Well, in this song, it's a very special sax solo
because it really captures the epic sweep of the lyric
that Bruce Springsteen has laid out.
And in the middle, you get this giant instrumental section
that seems to just take it to a whole different poetic level.
And it's very...
It's very much about who Clemens is
and the role that he plays in the band.
And it's really got...
It's got the essence of the music all built right into this one sax solo.
It's a very special moment for Clarence Clemens fans.
Well, we will not forget and thank heavens for this duo,
these two together, and for Clarence Clemens
and all that he brought to it
and brought to so many audiences over so many years.

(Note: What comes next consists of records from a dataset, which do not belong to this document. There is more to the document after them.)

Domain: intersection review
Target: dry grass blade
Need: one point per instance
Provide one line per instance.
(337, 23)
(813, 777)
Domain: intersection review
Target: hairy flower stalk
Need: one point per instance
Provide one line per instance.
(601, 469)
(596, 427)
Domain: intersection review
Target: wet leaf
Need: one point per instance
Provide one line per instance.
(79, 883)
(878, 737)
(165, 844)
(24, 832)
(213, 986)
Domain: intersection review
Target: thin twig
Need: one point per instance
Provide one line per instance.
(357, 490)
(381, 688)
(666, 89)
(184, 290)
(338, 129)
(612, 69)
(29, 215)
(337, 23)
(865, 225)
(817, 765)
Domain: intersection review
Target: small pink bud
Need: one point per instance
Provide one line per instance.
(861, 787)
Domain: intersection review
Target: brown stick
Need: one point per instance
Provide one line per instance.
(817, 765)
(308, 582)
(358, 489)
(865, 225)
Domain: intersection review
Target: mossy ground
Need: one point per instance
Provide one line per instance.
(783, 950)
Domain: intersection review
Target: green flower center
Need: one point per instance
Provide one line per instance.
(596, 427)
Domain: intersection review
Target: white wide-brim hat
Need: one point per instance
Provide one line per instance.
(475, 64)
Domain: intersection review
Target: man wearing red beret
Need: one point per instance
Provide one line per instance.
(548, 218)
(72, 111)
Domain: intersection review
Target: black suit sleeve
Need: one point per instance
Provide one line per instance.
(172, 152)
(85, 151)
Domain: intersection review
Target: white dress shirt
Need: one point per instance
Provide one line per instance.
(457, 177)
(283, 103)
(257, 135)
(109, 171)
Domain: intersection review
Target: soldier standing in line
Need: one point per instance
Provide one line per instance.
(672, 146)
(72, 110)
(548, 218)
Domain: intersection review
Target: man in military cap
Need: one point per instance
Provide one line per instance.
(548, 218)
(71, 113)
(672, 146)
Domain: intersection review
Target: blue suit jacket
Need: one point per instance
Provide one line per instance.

Tim Riley, author of Tell Me Why, Fever,
and look this fall for his latest Lennon, The Man,
and the Myth, the Music, the Definitive Biography.
Great to have you with us, Tim.
Thank you, Tom.
And Robert Santelli joining us today from Seattle, Washington,
executive director of the Grammy Museum in Los Angeles,
author of Greetings from E Street,
the story of Bruce Springsteen and the E Street Band.
Bob, terrific to have you with us today.
Thank you so much.
My pleasure.
We go out with Jungle Land.
You cannot miss the big man, Clarence Clemens.
Listeners, thanks for joining us.
I'm Tom Ashbrook.
This is On Point.
On Point.
On Point is a production of WBUR Boston and NPR.